Two tales of tears and tragedy.
This is what you will find at the bottom of the sorrow. You will find sadness. For the kid who died. For the star who is left with the questions about how he contributed to it. For a dark night at the track.
You cannot get around either half of the story. One life ended. Another was altered. For all of the questions, and for all of the accusations, this much seems inescapable: The rest of it will be argued about for years.
Start with the unknown driver, because humanity ranks higher than celebrity. Kevin Ward Jr. was a 20-year-old driver who, we hear, had lots of promise. It was rage that pulled him out of the wrecked car, and it was rage that killed him. This much seems inarguable. Oh, other drivers have left other cars before in anger, but to do so is potential suicide. What are you going to do? Punch a car? Yell as someone drives past?
As a sport, auto racing has dealt with tragedy before. But there is a difference in this and a driver dying in a car wreck. Even with a gut-wrenching loss such as Dan Wheldon or Dale Earnhardt, there is the understanding that this is the deal they struck to pursue the sport they loved.
But a kid running down the interstate? How can you ever reconcile that? How can you absorb all of the moments, all of the promise, all of the life, that was squandered?

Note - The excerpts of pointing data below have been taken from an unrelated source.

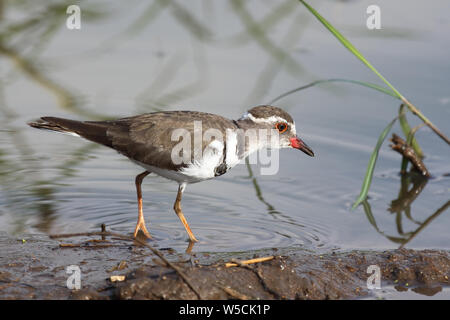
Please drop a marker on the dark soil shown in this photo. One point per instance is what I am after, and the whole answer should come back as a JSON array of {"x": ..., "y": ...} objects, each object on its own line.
[{"x": 36, "y": 269}]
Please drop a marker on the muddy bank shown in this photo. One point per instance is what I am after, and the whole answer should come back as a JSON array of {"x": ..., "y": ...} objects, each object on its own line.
[{"x": 36, "y": 268}]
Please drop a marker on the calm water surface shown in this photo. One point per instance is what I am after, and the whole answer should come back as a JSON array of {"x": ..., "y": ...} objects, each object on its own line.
[{"x": 225, "y": 57}]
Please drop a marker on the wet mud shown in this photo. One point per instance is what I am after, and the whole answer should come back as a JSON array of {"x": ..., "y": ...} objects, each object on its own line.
[{"x": 37, "y": 268}]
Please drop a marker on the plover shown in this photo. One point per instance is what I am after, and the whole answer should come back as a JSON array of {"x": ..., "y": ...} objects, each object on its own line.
[{"x": 185, "y": 146}]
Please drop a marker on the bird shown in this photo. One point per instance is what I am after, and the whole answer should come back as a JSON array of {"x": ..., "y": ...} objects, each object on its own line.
[{"x": 185, "y": 146}]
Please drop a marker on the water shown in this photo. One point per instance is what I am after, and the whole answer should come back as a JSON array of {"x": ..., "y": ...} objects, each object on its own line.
[{"x": 210, "y": 57}]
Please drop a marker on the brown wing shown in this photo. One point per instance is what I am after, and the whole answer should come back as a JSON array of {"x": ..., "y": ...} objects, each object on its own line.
[{"x": 145, "y": 138}]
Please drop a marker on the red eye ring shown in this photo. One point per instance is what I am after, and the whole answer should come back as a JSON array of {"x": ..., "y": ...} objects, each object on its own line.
[{"x": 281, "y": 127}]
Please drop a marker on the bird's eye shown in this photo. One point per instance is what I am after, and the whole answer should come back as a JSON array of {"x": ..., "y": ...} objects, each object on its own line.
[{"x": 281, "y": 127}]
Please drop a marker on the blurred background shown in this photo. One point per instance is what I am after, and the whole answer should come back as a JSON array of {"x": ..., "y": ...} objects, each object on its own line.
[{"x": 224, "y": 57}]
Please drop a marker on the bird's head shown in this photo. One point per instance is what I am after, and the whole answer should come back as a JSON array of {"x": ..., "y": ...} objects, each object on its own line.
[{"x": 273, "y": 118}]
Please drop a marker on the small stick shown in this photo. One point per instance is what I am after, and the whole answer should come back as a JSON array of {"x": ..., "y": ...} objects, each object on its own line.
[
  {"x": 235, "y": 294},
  {"x": 124, "y": 237},
  {"x": 400, "y": 145},
  {"x": 244, "y": 262}
]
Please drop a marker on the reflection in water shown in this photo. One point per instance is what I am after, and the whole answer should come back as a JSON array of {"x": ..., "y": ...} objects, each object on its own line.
[
  {"x": 411, "y": 185},
  {"x": 28, "y": 28},
  {"x": 22, "y": 41}
]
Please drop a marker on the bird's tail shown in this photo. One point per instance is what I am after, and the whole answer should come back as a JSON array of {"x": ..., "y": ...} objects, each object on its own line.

All of which leads us to the combustible Tony Stewart, the man who must answer all of the questions, including those he might ask of himself.
Even now, there are those who call out "murderer!'' to Stewart on his own Facebook page. Also, there are those who defend Stewart, 43, of everything but being in the wrong race car at the wrong time. The truth, as it usually is, probably lies somewhere in the middle.
And so the Trial of Tony Stewart begins in public. In many ways, his reputation is already a witness against him.
Can you imagine this happening to another driver, a gentler driver? Jimmie Johnson, maybe. Dale Earnhardt Jr.? The same things wouldn't be said, nor would the same tone be used. The public would try to understand. It would try to feel their pain. It would not suggest the same reckless behavior.
Ah, but this is Stewart. This is the hothead. This is the guy who left his own race car two years ago to throw a helmet at Matt Kenseth. This is the pushing, prodding, in-your face brawler who kicks tape recorders and takes no prisoners. If his engine wasn't going to blow a gasket, then by golly, Stewart was.
What we are left with then, if we are fair, are questions.
What did Stewart see? It was night, and the lighting has been questioned, and Ward was wearing dark clothing. Still, others did manage to swerve to avoid Ward. Tyler Graves, another sprint car driver who was sitting in the stands, told the Sporting News that a driver should have been able to see Ward.
Even under a caution flag, however, there are cars in another's line of sight. It stands to reason that, eventually, a man on a racetrack is going to get hit. But was vision the problem here? Was the quick judgment an issue?
What was Stewart's intent? This might eventually be up to the courts to decide in a civil case. Was Stewart really trying to come close enough to intimidate Ward, as has been suggested? Did he really want to spray some dirt on him and instead got too close? Was he simply trying to speed past Ward?
Fans are going to believe what they wish. Stewart fans will be horrified by any suggestion of intent. Stewart's critics will point to his history and wonder.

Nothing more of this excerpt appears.